If you just want to get autoreverse running in a vanilla environment with no special
features, the steps are:
- Create a forward delegation in your DNS
- Request a reverse delegation from your ISP or address provider
- Run
autoreverse
autoreverse needs a name space to append to synthetic PTR responses which it also uses
to respond to the forward queries on the synthetic names. The convention is to create a
sub-domain, or delegation called "autoreverse" with the following snippet added to your
zone file:
$ORIGIN yourdomain.
;; Snippet starts
autoreverse IN NS autoreverse ;; --forward name
IN AAAA 2001:db8:aa:bb::53 ;; --listen address
IN A 192.0.2.53 ;; --listen address
;; Snippet ends(Obviously the AAAA and A addresses need tweaking to match the listen addresses
you've allocated for autoreverse.)
Normally you make a request to your ISP or address provider to arrange for the reverse
delegation to your autoreverse instance. Your provider will want to know that
autoreverse.yourdomain is the name server to add to the delegation. Unfortunately, some
providers insist that your reverse name server responds to queries before they'll act
on the delegation request. In this case read to the end of this guide, then revisit this
section. But the short answer is to run autoreverse with --local-forward while the ISP
verifies responsiveness.
You need three pieces of information to run autoreverse: listen addresses; the forward
domain name created in the first step and the CIDR of your reverse assignment. Given those,
you start autoreverse with:
# autoreverse --listen ipv4-addr --listen ipv6-addr --forward autoreverse.yourdomain --reverse reverse-CIDRThat's it. You're done. If your delgations in the global DNS are correct, autoreverse
will find all the information it needs and start serving queries. To test this, perhaps
try a reverse query with dig -x ip where "ip" is in range of the reverse-CIDR?

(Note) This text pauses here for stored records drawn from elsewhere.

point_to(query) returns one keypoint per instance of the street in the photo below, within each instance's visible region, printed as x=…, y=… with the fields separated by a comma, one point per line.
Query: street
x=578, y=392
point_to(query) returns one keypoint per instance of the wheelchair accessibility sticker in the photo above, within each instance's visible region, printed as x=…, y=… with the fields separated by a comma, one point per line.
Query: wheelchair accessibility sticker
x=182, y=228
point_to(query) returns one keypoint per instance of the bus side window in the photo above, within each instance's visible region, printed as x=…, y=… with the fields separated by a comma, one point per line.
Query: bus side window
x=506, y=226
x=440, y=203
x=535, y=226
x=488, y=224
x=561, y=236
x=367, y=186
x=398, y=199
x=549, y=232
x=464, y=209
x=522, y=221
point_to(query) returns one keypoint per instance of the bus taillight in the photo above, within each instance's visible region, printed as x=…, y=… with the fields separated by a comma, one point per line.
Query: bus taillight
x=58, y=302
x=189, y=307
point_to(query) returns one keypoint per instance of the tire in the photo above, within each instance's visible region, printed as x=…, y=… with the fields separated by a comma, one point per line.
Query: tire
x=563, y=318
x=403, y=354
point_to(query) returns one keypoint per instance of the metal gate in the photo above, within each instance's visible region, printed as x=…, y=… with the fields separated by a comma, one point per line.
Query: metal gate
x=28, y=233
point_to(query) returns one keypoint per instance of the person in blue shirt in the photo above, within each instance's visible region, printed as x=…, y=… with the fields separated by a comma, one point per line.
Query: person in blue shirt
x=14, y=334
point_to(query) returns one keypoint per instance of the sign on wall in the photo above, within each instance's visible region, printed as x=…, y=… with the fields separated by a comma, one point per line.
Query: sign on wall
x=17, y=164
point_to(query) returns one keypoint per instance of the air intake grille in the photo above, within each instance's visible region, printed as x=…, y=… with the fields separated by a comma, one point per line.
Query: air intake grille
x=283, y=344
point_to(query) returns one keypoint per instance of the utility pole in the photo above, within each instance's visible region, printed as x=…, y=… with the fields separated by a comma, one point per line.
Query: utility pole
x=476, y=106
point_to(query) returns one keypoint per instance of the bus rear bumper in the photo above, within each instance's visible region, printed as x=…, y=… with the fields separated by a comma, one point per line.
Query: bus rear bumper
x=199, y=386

You may need to deal with the special case mentioned in [Step 2](#2. Request a reverse
delegation from your ISP or address provider) which is where your provider insists on
autoreverse running first before they will delegate. Since autoreverse requires the
--forward and --reverse delegations be in place before it starts, this requirement by
your provider creates a "chicken-and-egg" dilemma.
If this is your situation, simply invoke autoreverse with --local-reverse in place of
--reverse and autoreverse will run well enough for your provider to test the
delegation and proceed with their delegation process.
Once the delegation has completed, revert the --local-reverse back to --reverse and
autoreverse should pull in the "Zone of Authority" details from your ISP's delegation.